The US Seventh Cavalry will always be remembered for its arrogant and vainglorious leader, Colonel George Armstrong Custer. Once a wunderkind of the American Civil War, Custer would eventually go down in history for his doomed attack against Chief Sitting Bull at Little Bighorn.
The Seventh’s commander, with his flowing locks and buckskin clothes, certainly was a character but he wasn’t the only one to be found in and around the ranks of the regiment… there was Mrs Nash, too.
Mrs Nash joined the Seventh in Kentucky as a laundress and followed the regiment to Fort Lincoln in Dakota. She was an intriguing creature, usually seen wearing a veil or shawl pinned under her chin. People commented on her coarse and stubborn beard, angular shape and awkward gait.
Odd looking or not, she was a good worker – a nurse and a good midwife who was in high demand. When she wasn’t delivering babies, Mrs Nash baked cakes and adjusted uniforms for the officers.
They obviously appreciated her, too, because she was married no less than four times, all but the last being unhappy unions. On one occasion, Nash told Custer’s wife, Libbie, that her first two husbands had abandoned her and taken all her money. She also claimed that she was from Mexico and had two children, and that prior to moving to Kentucky she had earned a living driving teams of oxen.

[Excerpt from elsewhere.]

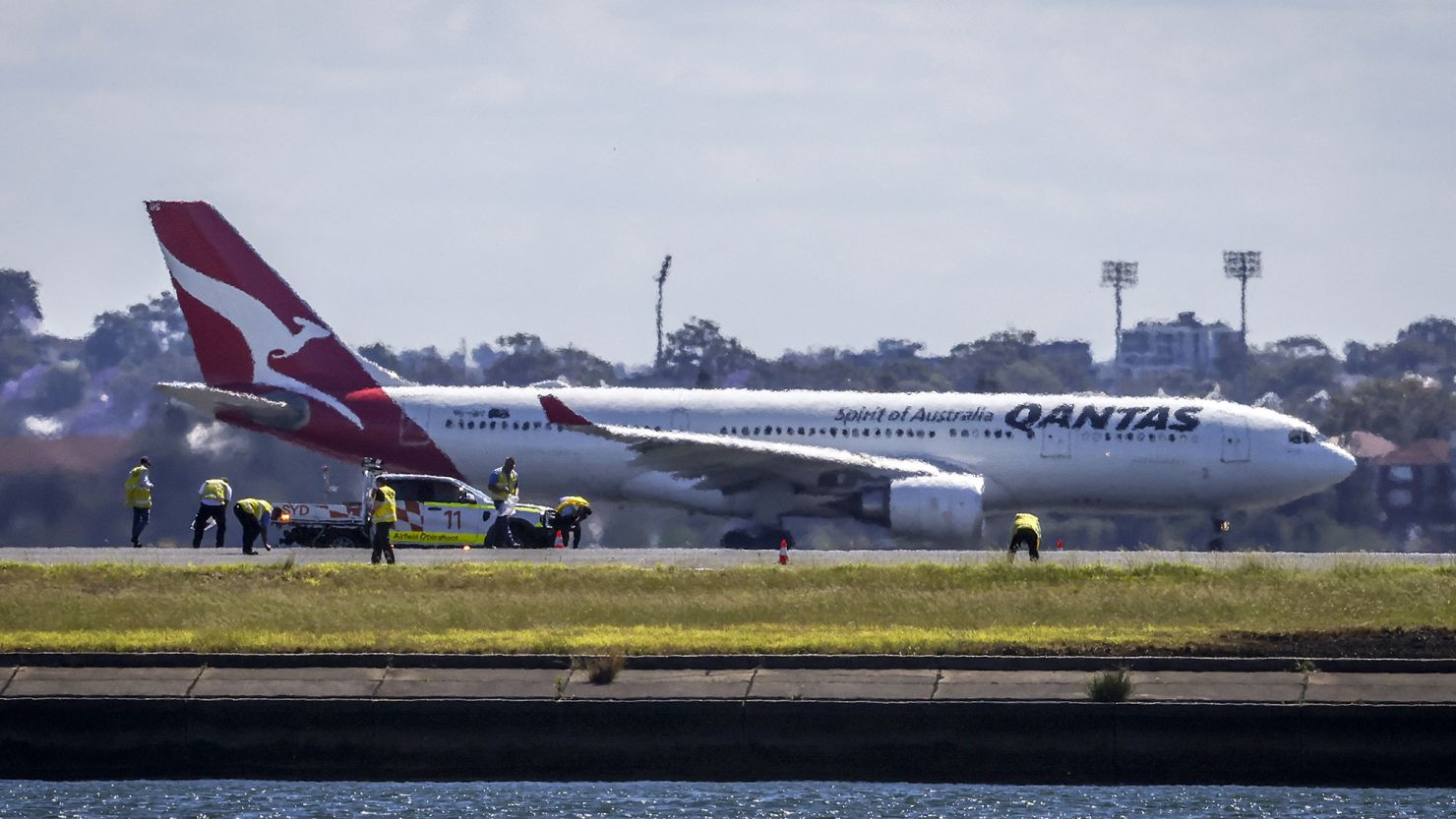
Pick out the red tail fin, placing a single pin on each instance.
(249, 327)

All this seemed to be accepted by the women of Fort Lincoln and life was looking up for Mrs Nash, particularly when she wed her fourth husband, a Private Noonan. They lived happily together on Suds Row, close by Fort Lincoln’s parade grounds. However, things took a turn for the worse when Mrs Nash became ill while her husband was away on duty.
Her condition deteriorated drastically. As reported in the Bismarck Tribune in 1879, she asked her friends to see that she was buried without any cleaning and dressing of her body. The friends flatly refused the request and upon the poor woman’s demise soon discovered the reason for their friend’s modesty: Nash was a mister not a missus.

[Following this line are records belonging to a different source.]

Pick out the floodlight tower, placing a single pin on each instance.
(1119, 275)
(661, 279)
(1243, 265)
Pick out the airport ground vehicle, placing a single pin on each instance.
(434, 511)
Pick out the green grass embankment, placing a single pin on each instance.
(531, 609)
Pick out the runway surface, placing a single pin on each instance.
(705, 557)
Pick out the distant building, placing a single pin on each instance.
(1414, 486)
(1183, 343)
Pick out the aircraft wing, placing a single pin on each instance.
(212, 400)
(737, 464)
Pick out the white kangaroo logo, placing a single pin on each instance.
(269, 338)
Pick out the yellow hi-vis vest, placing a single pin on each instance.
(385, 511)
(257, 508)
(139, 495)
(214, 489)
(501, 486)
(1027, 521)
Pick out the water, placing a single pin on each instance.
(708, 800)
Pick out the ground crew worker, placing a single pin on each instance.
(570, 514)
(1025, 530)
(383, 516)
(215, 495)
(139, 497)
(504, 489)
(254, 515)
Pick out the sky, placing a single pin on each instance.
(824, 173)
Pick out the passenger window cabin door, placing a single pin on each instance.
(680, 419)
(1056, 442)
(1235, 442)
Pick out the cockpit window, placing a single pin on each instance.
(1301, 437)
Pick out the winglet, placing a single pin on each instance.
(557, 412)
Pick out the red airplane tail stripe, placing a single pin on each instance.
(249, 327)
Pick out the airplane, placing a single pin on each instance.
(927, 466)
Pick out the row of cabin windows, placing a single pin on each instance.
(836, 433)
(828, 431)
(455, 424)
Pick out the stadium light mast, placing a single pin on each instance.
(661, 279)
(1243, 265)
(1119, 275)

When he returned from his expedition, Private Noonan is said to have lost some of his colour on hearing the news of his wife’s passing. He took to avoiding the other men, the regular games of poker he had once enjoyed were now forgotten as he went on long walks alone.
When one day he entered the fort’s blacksmith’s shop and was accosted by a trooper who loudly wondered why it was that Noonan and his late wife never had children, well that was the final straw for the widower.
The whispers and the nudges had become too much and Noonan decided to put an end to it all. He did so with the help of a pistol and a bullet to his own heart.
The Seventh’s commanding officers breathed a sigh of relief at the news. The regiment had spared itself the ignominy of a lurid scandal. The last thing they wanted was for their soldiers to become a laughing stock.
No, a lowly private could never be allowed tarnish the good name of the regiment in such a way, history saw to it that the only scandal the Seventh were known for was the one caused by their fine, glamorous Colonel’s disastrous leadership at the Battle of Little Bighorn.